Monday, 12 September 2011

It's time to play the music. It's time to light the lights

It's time to pay tribute to one of the greatest influences on my writing. And it's not another writer. It's not even something that sits within the general genre of books. It's the Muppet Show.

In my opinion, the Muppet Show is one of the greatest artistic achievements of the 20th Century. It's clever. It's wonderfully funny. And it has heart. A few months ago, I posted on the idea of how something could be "joyously dumb" and yet smart as well. Well I reckon that could sum up the Muppet Show. The jokes are often dreadfully corny, and yet there's something amazingly clever about the way the whole thing is constructed that works so well.

As a writer, I can see how the show brings together so many elements with such great success. The basic concept is great - a bunch of puppets putting on a vaudeville-style show to a bunch of other puppets in the audience - with all the backstage drama that entails. The writing itself is sharp - the pacing is snappy and the jokes fly. But the most amazing thing about it, the main element that makes it work so wonderfully, is the amazing range of characters.

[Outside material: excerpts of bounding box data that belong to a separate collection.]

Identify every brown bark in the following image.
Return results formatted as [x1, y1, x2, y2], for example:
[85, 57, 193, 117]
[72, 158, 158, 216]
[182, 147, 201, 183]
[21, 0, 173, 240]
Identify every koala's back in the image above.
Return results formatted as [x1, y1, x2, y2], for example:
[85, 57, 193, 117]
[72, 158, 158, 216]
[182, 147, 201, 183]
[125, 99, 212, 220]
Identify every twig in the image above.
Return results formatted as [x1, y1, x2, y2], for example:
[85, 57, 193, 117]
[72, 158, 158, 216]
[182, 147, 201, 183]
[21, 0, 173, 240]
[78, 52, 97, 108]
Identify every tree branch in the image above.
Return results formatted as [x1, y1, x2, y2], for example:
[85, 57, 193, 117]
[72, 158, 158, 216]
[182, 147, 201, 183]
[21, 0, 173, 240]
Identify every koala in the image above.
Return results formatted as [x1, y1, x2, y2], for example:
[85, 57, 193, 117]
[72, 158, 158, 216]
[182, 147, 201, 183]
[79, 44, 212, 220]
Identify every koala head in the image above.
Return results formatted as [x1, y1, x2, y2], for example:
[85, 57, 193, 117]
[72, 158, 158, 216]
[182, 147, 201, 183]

Most live-action shows would kill for a group of characters as strong, as clearly-defined, as engaging and as entertaining as those on the Muppet Show. Just think of a few of them: Kermit, Miss Piggy, Fozzie Bear, Animal, the Swedish Chef, Beaker... The list just goes on and on. Each one clearly recognisable. Each one playing their part. It must have been a writer's dream to create dialogue and situations for them

And once all of those elements are put together, something undefinably great was created. Maybe not directly satirical but incredibly subversive in the best possible way.

I watch old episodes with a real sense of wonder. And my lasting hope is that the writing I produce can have the same effect, even though I'm working in a different medium. If I could produce something half as entertaining, half as funny, half as clever, half as subversive, and with half the heart of a typical Muppet Show episode, I'd be happy.

I just want to finish off by sharing a clip which seems to me to sum up the spirit of the show. It's a Muppet tribute to Ingmar Bergman - a piece of high art in the greatest "joyously dumb" tradition. And just look at the expression on Sam the Eagle's face as things start to go haywire. Most live actors would struggle for that level of expressiveness.

I hear that there's shortly to be a revival of the Muppet Show. I really hope they can do justice to the original.